The Netherlands Antilles, a Caribbean nation, is made up of five islands. These are divided geographically into two groups: the Leeward Islands (northern) of Saba, Sint Eustantius and Sint Maarten, and the Windward Islands (southern) of Bonaire and Curaçao. The latter are located just off the coast of Venezuela; the former lie east of the US Virgin Islands. Sint Maarten in turn is the southern portion of the island of Saint Martin. The northern portion is governed by France, known as Saint-Martin, a part of Guadeloupe.

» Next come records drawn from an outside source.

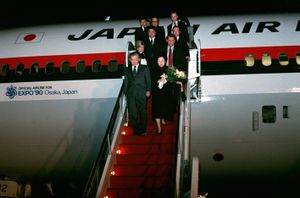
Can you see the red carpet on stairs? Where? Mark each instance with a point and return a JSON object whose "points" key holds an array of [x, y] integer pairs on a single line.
{"points": [[145, 167]]}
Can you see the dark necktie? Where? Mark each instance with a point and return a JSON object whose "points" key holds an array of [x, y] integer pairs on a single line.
{"points": [[134, 70], [170, 57]]}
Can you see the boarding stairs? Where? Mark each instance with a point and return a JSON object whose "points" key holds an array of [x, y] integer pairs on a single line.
{"points": [[154, 165]]}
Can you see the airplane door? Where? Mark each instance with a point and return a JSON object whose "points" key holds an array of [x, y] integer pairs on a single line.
{"points": [[129, 49], [194, 72]]}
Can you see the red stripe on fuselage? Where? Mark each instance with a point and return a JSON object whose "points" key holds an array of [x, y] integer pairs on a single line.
{"points": [[207, 54], [59, 59], [238, 53]]}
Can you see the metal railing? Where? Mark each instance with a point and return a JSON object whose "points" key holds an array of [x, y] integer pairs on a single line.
{"points": [[105, 149]]}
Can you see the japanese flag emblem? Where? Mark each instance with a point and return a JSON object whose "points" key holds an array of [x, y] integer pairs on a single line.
{"points": [[34, 37]]}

The Windward Islands are all of volcanic origin and hilly, and are largely unsuitable for agriculture. The Leeward Islands derive from both volcanic and coral origins. The highest point in the nation is Mount Scenery. At 862 metres (2,828 feet) in elevation, on Saba, it is the highest point in all the Netherlands.
The islands were discovered by Spanish explorers and claimed for Spain at different times: by Christopher Columbus in 1493 (Windward group), and by Alonso de Ojeda in 1499 (Leeward group). In the 17th century the islands were conquered by members of the Dutch West India Company, who used them as a base for the slave trade.
Aruba was once part of the Netherlands Antilles, but broke away and gained independence in 1986. On February 12, 2007 an agreement was reached concerning all the islands except Curaçao, by which the Netherlands Antilles will cease to be a political entity as of December 15, 2008.
While Dutch is the official language of the country (also English on the Leeward Islands), the national language is Papiamento, a Creole mainly of Portuguese and Spanish. Netherlands Antilles Creole English is also widely spoken—a variation of English-based Creoles found throughout the Caribbean region. Language use is moving more toward Spanish, with the islands’ proximity to South America. A full Bible in Papiamento was published in 1997.
Most residents would identify themselves as Christian, with more than 70% being Roman Catholic. Curaçao is also home to a significant population of Portuguese Sephardic Jews who arrived there from Amsterdam and Brazil in 1654.